Granted any number of non-economic and economic developments over the next eight decades could make this scenario completely meaningless. But leaving out those utter unknowables, it’s significsnt that one plausible knowable suggests that the U.S.-China economy gap may become even bigger in 2100. And that’s the fact that the data I cited in March (from the International Monetary Fund) show that since 1980, that U.S.-China per capita GDP gap has widened substantially. If that trend continues (as opposed to per capita GDP differences staying exactly where they are now, as my scenario assumes), then by the turn of the next century, the United States would stand even further ahead of China. In principle, the military potential gap would widen strongly as well.
And just as crucial to keep in mind: If China’s population plummets by nearly half by 2100, big time decline will have to have begun long before, which translates into a relatively brief spell of Chinese superiority in terms of that military potential. Further, this Chinese edge may be even more fleeting than these dry numbers indicate, since the United States by all accounts maintains Number One in that regard now, and military potential doesn’t turn into military strength overnight.
Nonetheless, there’s still a worrisome paradox to keep in mind. Precisely because China’s long-term prospects aren’t terrific, some leading strategists (see, e.g., here and here) argue that Beijing will be sorely tempted to capitalize on its relative gains to date and momentum to achieve high priority goals in the short-term – like taking over Taiwan.
I personally have no idea.
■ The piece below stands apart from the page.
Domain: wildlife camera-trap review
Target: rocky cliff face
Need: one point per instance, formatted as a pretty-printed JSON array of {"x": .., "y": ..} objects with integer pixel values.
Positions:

And I’m the last person to preach complacency in China policy. In fact, I’m glad to see that the American political system has begun wakening to the dangers posed by China’s economic, technological, and military advances. But excessive pessimism has never led to any victories in any kind of struggle or competition, either, and hopefully The Lancet data will reinforce U.S. leaders’ confidence that if success in handling China isn’t guaranteed, it’s entirely achievable.